A group of submissions is set out and ready for evaluations.

The best advice I can give to prospective applicants is to use your eyes. First, use them to read all the information that is posted on the IGMA website on the application process and read the guidelines. Keeping the guidelines in mind, examine your work, is it compliant with the guidelines? Secondly, look at work around you-if you can get to shows, find the best work there and note what about it makes it the best. If you have no access to great miniature work first hand, look at great full-size work, the only difference will be the scale, but you can see how the proportions work for the elements of each piece, if its furniture, how the various pieces fit together, how thick or glossy is the finish, is your work as clean and neat, just proportionally smaller-in proper scale?
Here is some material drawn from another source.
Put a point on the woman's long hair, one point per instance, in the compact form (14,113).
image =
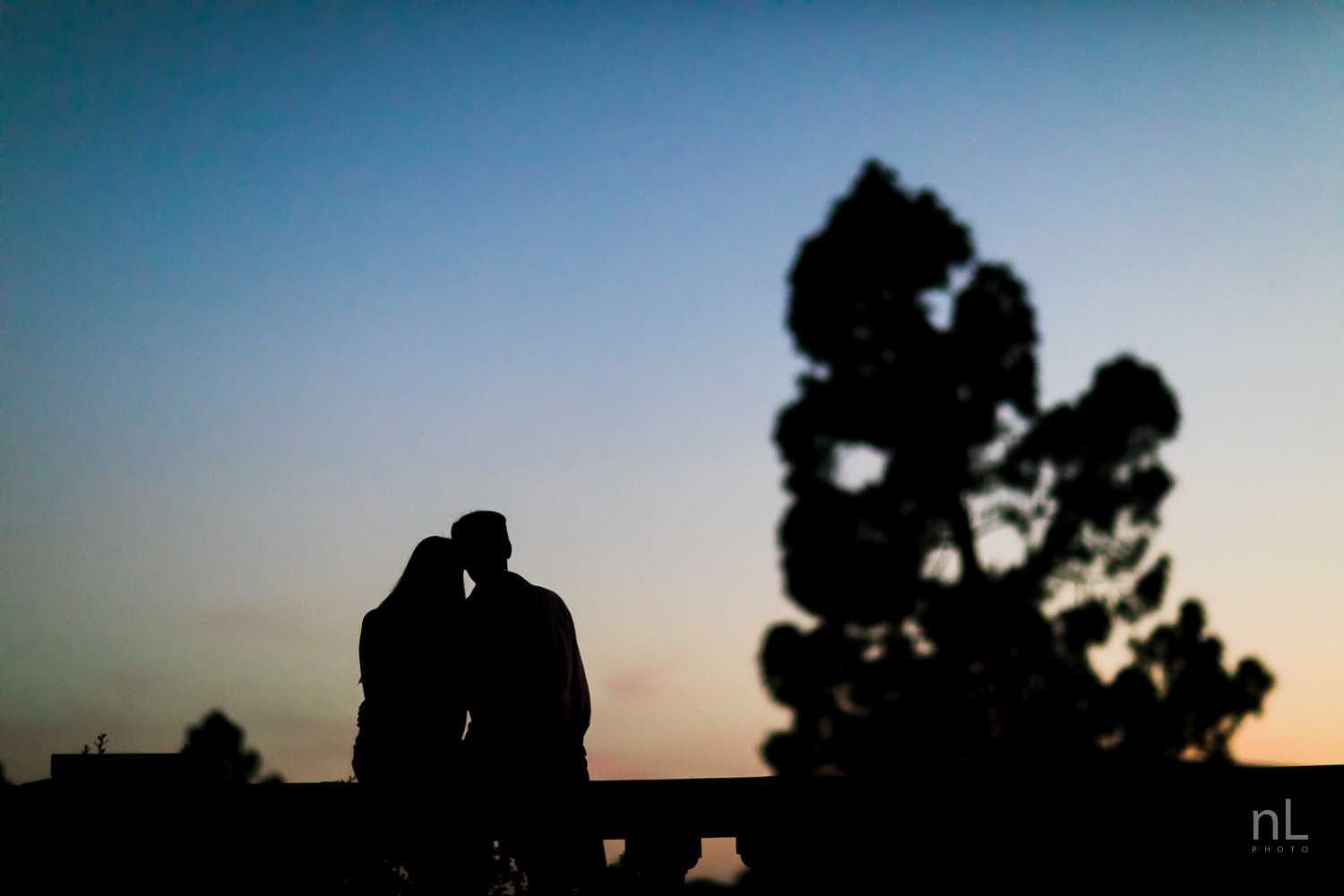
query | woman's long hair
(432,579)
As for the process, it goes like this: the committees meet once a year following a schedule set out on the IGMA website. You must notify the committee chairperson or the Guild Administrator by the stated deadline of your intention to apply. The notification allows the committee to estimate the amount of time they’ll need for evaluations. This is not an absolute commitment, so let them know even if you’re not sure you’ll be ready in time, it is much better to drop out, than to ask to be included at the last minute and find that the committee will not have time to evaluate your submission.

You must then submit your pieces with the accompanying paperwork within the time frame. The committee chair persons  receive all submissions and prepare them for evaluations, this includes removing any and all traces of the submitters names so that the process can be completely blind. This is our, and your, assurance that the process is as fair and impartial as it can be. Without knowing whose work is being evaluated no one brings any preconceived notions to the table-either favorable or unfavorable, the work is judged on its merits alone.

Julie Stevens and Phyllis Hawkes examine the construction details on a submission.

Julie Stevens and Phyllis Hawkes examine the construction details on a submission.

On the day of evaluations, the chairperson lays out the work on large tables-depending on how many submissions there are, there could be as many as 10 or 12 submissions laid out at one time. Each submission has its own dedicated space, with its documentation and comments sheets. This allows the 8-10 people on the committee to work at the same time, and at their own pace, moving from submission to submission as they are ready. Each committee member reads the supporting materials submitted, studies the work and scores it based on criteria that have been established over many years, overall presentation, workmanship and difficulty. People work at different rates, and the process can be lengthy; 20 submissions can easily take an entire day to evaluate! Use of magnifiers and rulers are encouraged so that no one just assumes the scale is correct. It is also not unusual for committee member to take advantage of the hotels wi-fi to look up and check on the accuracy of details. Applicants are continually encouraged to document their work and provide supplementary information on the pieces that have inspired them. If you submit an ear of corn that, in scale would be 15″ long, you had better supply the committee with photos of real size corn that is 15″ long, otherwise they will assume that your corn is out of scale having no experience of corn of that size!

When everyone has finished evaluating each submission, the chairperson takes a vote, just pass or fail, on each submission. If the decision is pretty unanimous, it ends there for that submission. If the vote is at all close, the chairperson asks for the actual scores and the numbers are averaged, if a passing number is reached, the submission passes. After the entire process is completed, the chairperson lets the committee know whose work they have been evaluating. The list of names that the committee has approved for Artisan membership then goes to the full board of trustees for approval and the process is done for another year.